Lawful permanent residents (green card holders) can travel abroad with their green cards. But there are some restrictions; they can travel abroad only for a certain period of time with their green cards. They can travel for around six months with their resident cards. Legal residents who wish to remain abroad for more than a year but less than two years can obtain re-entry permits and travel abroad. These permits will allow them to re-enter the U.S. as legal residents.
Green card holders who remain abroad for more than a year, or beyond the validity of their re-entry permits, need to get special visas to get back to the U.S. as legal residents. Special immigrant visas are being issued to such legal residents who remain abroad for a prolonged time period due to circumstances beyond their control. Such residents can get SB-1 Returning Resident Visas. They need to apply for these SB-1 visas at overseas U.S. embassies or consulates.
To apply for Returning Resident Visas, they need to prove that they were legal residents at the time of their departure from the U.S. They also need to prove that they did not travel abroad with an intention of abandoning their legal status in the U.S. and that they had to remain abroad for an extended time period due to reasons beyond their control.
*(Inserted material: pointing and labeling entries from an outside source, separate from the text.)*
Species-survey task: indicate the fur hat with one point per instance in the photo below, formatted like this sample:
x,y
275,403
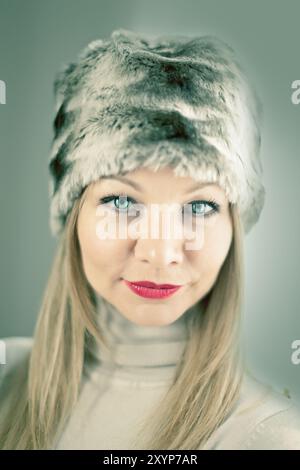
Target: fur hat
x,y
131,101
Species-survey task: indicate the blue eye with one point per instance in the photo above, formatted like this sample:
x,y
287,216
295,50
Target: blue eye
x,y
120,201
121,204
198,207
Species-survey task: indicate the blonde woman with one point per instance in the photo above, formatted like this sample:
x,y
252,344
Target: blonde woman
x,y
137,343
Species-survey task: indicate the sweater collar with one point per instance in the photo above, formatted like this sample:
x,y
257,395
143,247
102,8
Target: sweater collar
x,y
137,347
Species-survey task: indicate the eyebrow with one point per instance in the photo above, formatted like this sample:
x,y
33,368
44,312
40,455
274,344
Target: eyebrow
x,y
139,188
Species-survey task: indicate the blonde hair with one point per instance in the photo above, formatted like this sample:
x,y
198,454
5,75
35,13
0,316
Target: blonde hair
x,y
45,387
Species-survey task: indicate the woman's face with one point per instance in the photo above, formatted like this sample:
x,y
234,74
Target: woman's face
x,y
164,258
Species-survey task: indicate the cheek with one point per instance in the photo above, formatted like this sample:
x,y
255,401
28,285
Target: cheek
x,y
98,254
216,244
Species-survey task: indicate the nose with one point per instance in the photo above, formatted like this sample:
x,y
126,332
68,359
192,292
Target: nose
x,y
158,252
166,247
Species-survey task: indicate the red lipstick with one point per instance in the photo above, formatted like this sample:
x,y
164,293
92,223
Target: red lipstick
x,y
151,290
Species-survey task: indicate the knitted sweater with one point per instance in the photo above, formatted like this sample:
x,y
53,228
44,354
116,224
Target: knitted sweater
x,y
120,388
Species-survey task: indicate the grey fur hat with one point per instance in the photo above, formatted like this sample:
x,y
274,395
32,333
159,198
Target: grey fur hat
x,y
133,100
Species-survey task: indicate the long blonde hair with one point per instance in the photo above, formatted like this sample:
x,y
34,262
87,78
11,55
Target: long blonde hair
x,y
45,386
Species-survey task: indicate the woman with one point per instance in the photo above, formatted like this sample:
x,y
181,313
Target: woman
x,y
120,359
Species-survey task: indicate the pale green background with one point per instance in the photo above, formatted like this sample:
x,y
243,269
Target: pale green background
x,y
38,37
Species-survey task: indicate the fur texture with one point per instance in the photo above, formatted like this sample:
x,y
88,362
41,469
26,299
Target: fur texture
x,y
131,101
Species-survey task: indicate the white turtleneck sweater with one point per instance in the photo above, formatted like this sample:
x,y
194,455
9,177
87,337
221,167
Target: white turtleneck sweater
x,y
120,389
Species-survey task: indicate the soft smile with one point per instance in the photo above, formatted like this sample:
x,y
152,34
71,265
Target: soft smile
x,y
151,292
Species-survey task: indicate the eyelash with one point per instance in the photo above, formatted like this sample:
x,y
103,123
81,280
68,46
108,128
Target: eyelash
x,y
215,206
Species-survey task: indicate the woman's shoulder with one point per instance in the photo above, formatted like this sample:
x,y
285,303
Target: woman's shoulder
x,y
263,419
14,349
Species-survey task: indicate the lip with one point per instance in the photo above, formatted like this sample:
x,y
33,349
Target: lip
x,y
140,289
154,285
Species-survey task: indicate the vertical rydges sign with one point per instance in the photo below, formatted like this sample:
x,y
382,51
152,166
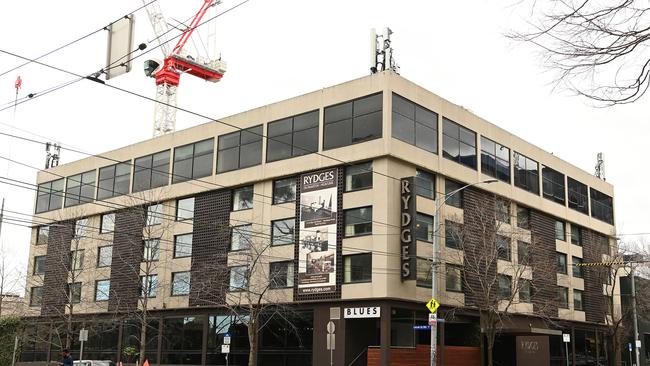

To get Returning Resident Visas, they need to file Form DS-117, Application to Determine Returning Resident Status, along with copies of their green cards and re-entry permits. Along with that, they need to submit proof of family ties in the U.S.
If the applicants meet the eligibility criteria for returning resident status, Consular officers will approve their petitions and grant them visas with which they can travel to the U.S. These legal residents will be granted entry into the U.S. only after the immigration officers at the U.S. port of entry determine that they are eligible to get into the U.S. as legal residents.